Cosme Mariño – le Kardec Argentin

Il était un homme-clé pour la divulgation de Spiritisme dans la Rivière de l'Argent, en particulier en Argentine. Il a été appelé “Le Kardec Argentino”. Leur lutte a été plus longue et plus violent que celui de Kardec. Dû travailler un demi-siècle pour conquérir et consolider les positions que vous nous avez laissé. Il a été attaqué non seulement dans la parole et l'écriture, mais aussi avec une arme à feu. Cependant, rien de ce qu'il ne vous décourager, rien intimidé, parce qu'il était un grand missionnaire, conscient de sa puissance, assurez-vous de l'immense valeur de l'idée, qu'il a défendu au péril de sa propre vie.
Il est né à Buenos Aires, la capitale de l'Argentine, le 27 septembre 1847, et desencarnó le 18 août 1927. Le père était dans l'armée (officier d'artillerie) et la mère s'occupait de la maison, en faisant parfois des tâches de la couture. Dans une “maison des pauvres, mais honnêtes”, selon ses propres mots, il a été élevé dans les principes de la Religion Catholique, et, déjà à un âge précoce, il se sentait enclin à la vie sacerdotale. Pensé que ce serait la façon d'exercer vos besoin pour servir les autres. Il a complété ses études à l'église Saint-Nicolas, puis une année de Latin dans le Couvent de San Francisco. Puis il comprit que sa vocation ne se passait pas de la formation sacerdotale. De la deuxième à la quatrième année, il a poursuivi des Études Préparatoires de l'Université (actuel premier cycle du secondaire) et dans l'année 5 est allé à l'École Nationale, nouvellement créée par le président Bartolomé Mitre.
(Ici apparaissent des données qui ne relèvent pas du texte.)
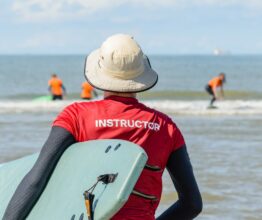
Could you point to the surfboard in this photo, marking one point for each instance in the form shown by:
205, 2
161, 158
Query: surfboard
44, 98
76, 171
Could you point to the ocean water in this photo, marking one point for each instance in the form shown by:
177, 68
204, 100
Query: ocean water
225, 144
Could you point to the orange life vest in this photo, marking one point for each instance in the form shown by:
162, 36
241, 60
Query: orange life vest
56, 86
215, 82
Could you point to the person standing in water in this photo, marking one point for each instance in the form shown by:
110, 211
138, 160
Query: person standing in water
56, 87
120, 69
88, 91
213, 85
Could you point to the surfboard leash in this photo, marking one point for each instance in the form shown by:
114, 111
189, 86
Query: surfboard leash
89, 196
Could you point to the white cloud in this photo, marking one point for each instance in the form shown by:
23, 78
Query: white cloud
38, 10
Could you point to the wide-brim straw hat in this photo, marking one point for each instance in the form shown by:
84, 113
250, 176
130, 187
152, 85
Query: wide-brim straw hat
119, 65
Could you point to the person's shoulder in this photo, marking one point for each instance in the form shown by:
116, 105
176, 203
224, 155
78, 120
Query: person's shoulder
158, 113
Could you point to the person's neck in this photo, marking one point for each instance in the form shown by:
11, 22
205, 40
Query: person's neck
122, 94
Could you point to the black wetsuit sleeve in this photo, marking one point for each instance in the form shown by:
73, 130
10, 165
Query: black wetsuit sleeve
189, 203
33, 184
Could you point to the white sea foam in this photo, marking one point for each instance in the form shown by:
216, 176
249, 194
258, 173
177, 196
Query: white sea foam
196, 107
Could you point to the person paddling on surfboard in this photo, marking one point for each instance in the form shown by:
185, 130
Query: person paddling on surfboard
56, 87
213, 85
120, 69
88, 91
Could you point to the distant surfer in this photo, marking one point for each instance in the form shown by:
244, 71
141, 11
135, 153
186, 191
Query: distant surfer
120, 69
88, 91
56, 87
212, 87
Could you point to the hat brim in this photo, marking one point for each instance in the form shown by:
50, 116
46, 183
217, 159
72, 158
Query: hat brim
103, 81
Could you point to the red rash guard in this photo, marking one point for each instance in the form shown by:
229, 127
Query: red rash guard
125, 118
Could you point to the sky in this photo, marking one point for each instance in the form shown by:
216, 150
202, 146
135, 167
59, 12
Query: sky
160, 26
Entré à côté de la Faculté de Droit.
Autour de l'âge de 20 ans, il écrit ses premiers essais littéraires et d'articles publiés dans les journaux de l'époque comme “non Valide Argentin”, organe de la Société pour la protection des personnes Handicapées, le nouveau centre d'attraction pour leurs inquiétudes spirituelles. Là, il a pris contact avec un autre jeune homme, José C. Paz, qui avait scellé son penchant pour le journalisme.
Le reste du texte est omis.